Structural allografts were harvested from fresh 67 C57BL/6J mouse cadavers using a trephine with inner diameter of 5 mm. Tissue harvest was performed in accordance to the approved IACUC protocol #007961. The allografts were scraped to remove any soft tissue and washed with PBS. For complete decellularization, the allografts were washed for 1 hour in PBS 0.1 wt%/vol% EDTA at room temperature (RT) with rotation, then incubated in the following solutions according to published protocols , : first: in PBS 0.1 wt%/vol% EDTA and 10 mM Tris overnight at 4°C with rotation; second: PBS 10 mM Tris and 0.5 wt%/vol% sodium dodecyl sulfate for 24 hours at RT; third: enzymatic treatment with PBS 10 mM Tris, 50 U/mL DNase, 1 U/mL RNase for 5 hours at RT with rotation and sterilized with 70% EtOH overnight. Prior to changing the solutions, the allografts were washed for 1 hour with PBS at RT. Grafts were frozen at −80°C prior to implantation and were thawed 24 hours before the surgical procedure by placing them in serum free medium overnight. For cell coating, 2 × 105 BM‐MSC‐Luc2 or iNCC‐MPC‐Luc2 were resuspended in 12.5 μL fibrin gel (Tisseel kit, Baxter). The fibrin‐cell mixture was rapidly added onto the top of the allograft, which was incubated for at least 30 minutes at 37°C prior to implantation to allow gelation and attachment to the graft.

Calvarial defect repair

Animal surgeries were performed in accordance to the approved IACUC protocol #007961 “Bone regeneration using stem cells in a mouse model,” as previously reported. , To create calvarial defects, the 8‐week‐old NOD/SCID mice were anesthetized by an intraperitoneal (IP) injection of ketamine/dexmedetomidine (75 mg/1 mg/kg, IP injection). Buprenorphine (0.05 mg/kg) was subcutaneously (SQ) injected for pain control. Animals were given thermal support for the duration of the anesthetic episode. The surgical site was aseptically prepped by thoroughly disinfecting with betadine or chlorhexidine. A straight sagittal incision (7 mm) was made over the calvaria and a circular full‐thickness defect (a nonunion critical‐size defect , , ) was created at the lambdoid suture of the calvaria using a 5 mm outer‐diameter trephine and removed with minimal penetration of the dura mater. This resulted in the removal of mesodermal parietal bone and neural crest derived interparietal bone. The allografts were placed in the calvarial defect, then fixed in position with 10 μL fibrin gel (Tisseel kit, Baxter), after which the scalp was sutured. Postsurgery, mice were given the anesthesia‐reversing agent atipamezole (1 mg/kg body weight, IP injection) and a second dose of buprenorphine (0.05 mg/kg, SQ injection), which was repeated on day 1 postsurgery and afterward as needed. The antibiotic enrofloxacin was given twice daily for five consecutive days (5 mg/kg; 0.06 mL; SQ injection) to prevent infection. Mice were single housed for 2 weeks and then in pairs for the remaining duration of the study.

Bioluminescence imaging

To measure the viability of the cells seeded on the grafts prior and postimplantation, Luc2 expression was quantified using in vivo BLI with IVIS Spectrum (PerkinElmer) at weeks 1, 2, 3, 4, 6, and 8, as described previously. , , BLI was performed in accordance to the approved IACUC protocol #06113. Mice were anesthetized using 2% isoflurane. An IP injection of 126 mg/kg body weight luciferin (Promega) in PBS was given 10 minutes before imaging. The image analysis was done using total influx data calculated from same size region of interest (ROI; 7 mm in diameter), normalized to the background noise of each image. BLI signals were normalized to signals detected on day 1 in each animal and plotted.

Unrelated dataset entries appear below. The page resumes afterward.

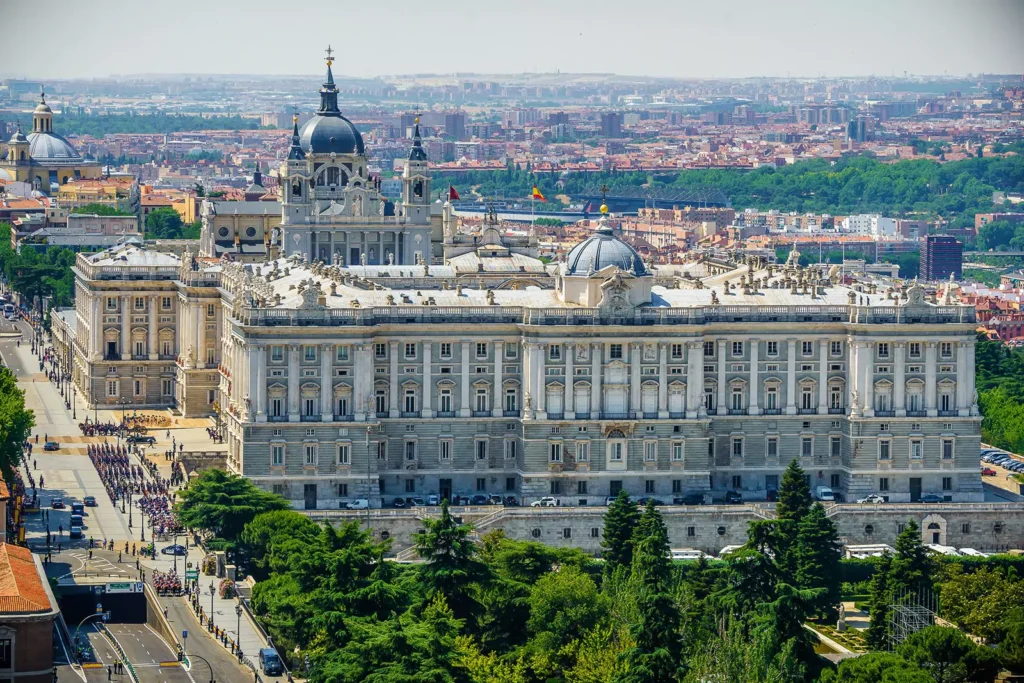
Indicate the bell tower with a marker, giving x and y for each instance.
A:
(416, 181)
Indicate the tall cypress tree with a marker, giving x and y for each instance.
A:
(620, 523)
(817, 554)
(878, 632)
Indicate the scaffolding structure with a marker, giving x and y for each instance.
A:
(909, 611)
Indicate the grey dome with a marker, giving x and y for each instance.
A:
(51, 145)
(601, 250)
(333, 132)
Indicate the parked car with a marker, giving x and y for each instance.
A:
(871, 498)
(270, 663)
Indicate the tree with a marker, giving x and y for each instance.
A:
(15, 423)
(221, 504)
(163, 223)
(817, 555)
(949, 655)
(620, 523)
(878, 632)
(451, 566)
(912, 567)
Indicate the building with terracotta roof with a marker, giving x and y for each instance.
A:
(28, 610)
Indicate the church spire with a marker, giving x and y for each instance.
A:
(329, 93)
(417, 153)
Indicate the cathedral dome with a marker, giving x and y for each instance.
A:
(43, 146)
(327, 133)
(601, 250)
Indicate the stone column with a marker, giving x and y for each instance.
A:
(899, 379)
(722, 408)
(393, 398)
(663, 381)
(822, 377)
(636, 355)
(496, 395)
(293, 382)
(154, 349)
(464, 410)
(791, 377)
(261, 383)
(327, 383)
(126, 328)
(754, 410)
(569, 399)
(428, 385)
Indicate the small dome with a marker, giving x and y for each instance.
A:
(326, 133)
(51, 145)
(601, 250)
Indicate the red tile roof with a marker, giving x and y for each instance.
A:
(22, 589)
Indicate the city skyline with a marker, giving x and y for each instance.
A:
(738, 40)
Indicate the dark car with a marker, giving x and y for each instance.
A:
(689, 499)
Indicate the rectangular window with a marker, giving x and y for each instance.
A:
(916, 449)
(947, 449)
(885, 450)
(677, 452)
(650, 452)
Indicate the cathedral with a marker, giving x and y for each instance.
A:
(332, 209)
(43, 158)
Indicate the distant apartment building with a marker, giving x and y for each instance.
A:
(611, 124)
(940, 256)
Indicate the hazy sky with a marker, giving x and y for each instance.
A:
(674, 38)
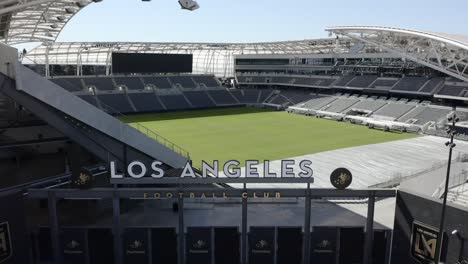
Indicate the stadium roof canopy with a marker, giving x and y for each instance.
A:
(443, 52)
(23, 21)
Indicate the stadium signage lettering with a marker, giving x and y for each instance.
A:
(231, 169)
(204, 195)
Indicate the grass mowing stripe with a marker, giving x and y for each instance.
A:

Integration of calvarial allografts evaluated with μCT

Bone formation was monitored by μCT analysis in vivo, as previously described. , , The mice were scanned using a VivaCT 40 (SCANCO Medical AG, Switzerland) at the following time points: day 1, week 2, 4, and 8. Bone volume (BV), bone mineral density (BMD), and connectivity density (conn. dens.) were included, as previously described. , Briefly, microtomographic slices were acquired using an x‐ray tube potential of 55 kVp and reconstructed at a spatial nominal resolution of 35 μm. The defect margins were aligned to a standard position, and a cylindrical volume of interest (VOI) was defined (7 mm in diameter, including partial host bone in outer periphery, and average of 10‐25 slices in depth). A constrained 3D Gaussian filter was used to partially suppress noise in the volumes. The bone tissue was segmented by using a global thresholding procedure. Week 2, 4, and 8 data were normalized to day 1 data obtained from the same animal to diminish variations.

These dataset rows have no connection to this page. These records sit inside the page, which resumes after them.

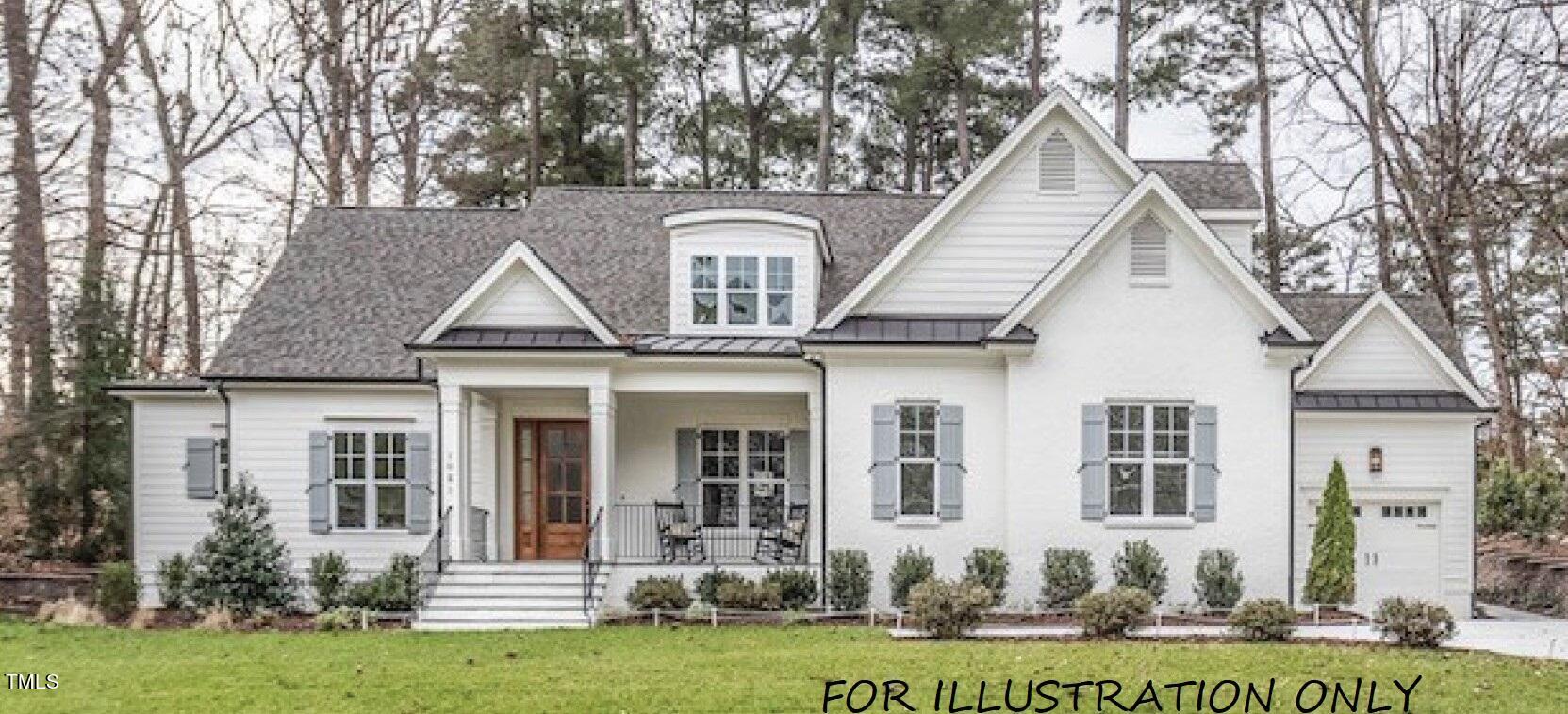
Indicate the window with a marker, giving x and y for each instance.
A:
(371, 480)
(1057, 165)
(742, 291)
(744, 475)
(1149, 466)
(917, 458)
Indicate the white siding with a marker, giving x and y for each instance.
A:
(986, 257)
(1378, 355)
(1428, 457)
(520, 298)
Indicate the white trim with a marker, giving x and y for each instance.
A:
(1081, 257)
(1380, 298)
(971, 184)
(753, 215)
(515, 253)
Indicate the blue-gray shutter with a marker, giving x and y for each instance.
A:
(884, 454)
(321, 482)
(950, 457)
(800, 466)
(685, 465)
(419, 487)
(201, 468)
(1092, 473)
(1205, 463)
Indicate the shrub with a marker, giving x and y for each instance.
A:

Biomechanical testing of calvarial defect repair

Biomechanical push‐out tests were performed to evaluate the strength and stiffness of healing defects using methods similar to previous studies with modifications to accommodate the smaller dimensions of the mouse skull. , , Excessed skin and soft tissue was carefully removed from each calvarium. Afterward, specimens were secured to the frame of a biaxial hydraulic testing machine (370.02 Bionix Testing System, MTS Systems Corp., Eden Prairie, Minnesota) with two custom 3D‐printed plates, designed to match the mouse skull curvature. Calvaria were placed superior‐side down on the bottom plate with the implant site centered over a 6 mm clearance hole (Figure 5A). The top plate was placed over the bottom plate and the two plates were screwed together after visually confirming alignment. A 4 mm diameter pin mounted to the actuator of the testing machine in line with a 1 kN load cell (661.18 Force Transducer, MTS Systems Corp.) was lowered onto the implant at a rate of 0.03 mm/s until a sizable drop of load was detected. Load and displacement were continually recorded to generate a load‐displacement curve. Maximum force was indicated as the highest load before failure and stiffness was determined as the slope of the linear region of the load‐displacement curve. In addition to testing the experimental groups, age‐ and sex‐matched naïve cranial samples (n = 10) were tested for comparison.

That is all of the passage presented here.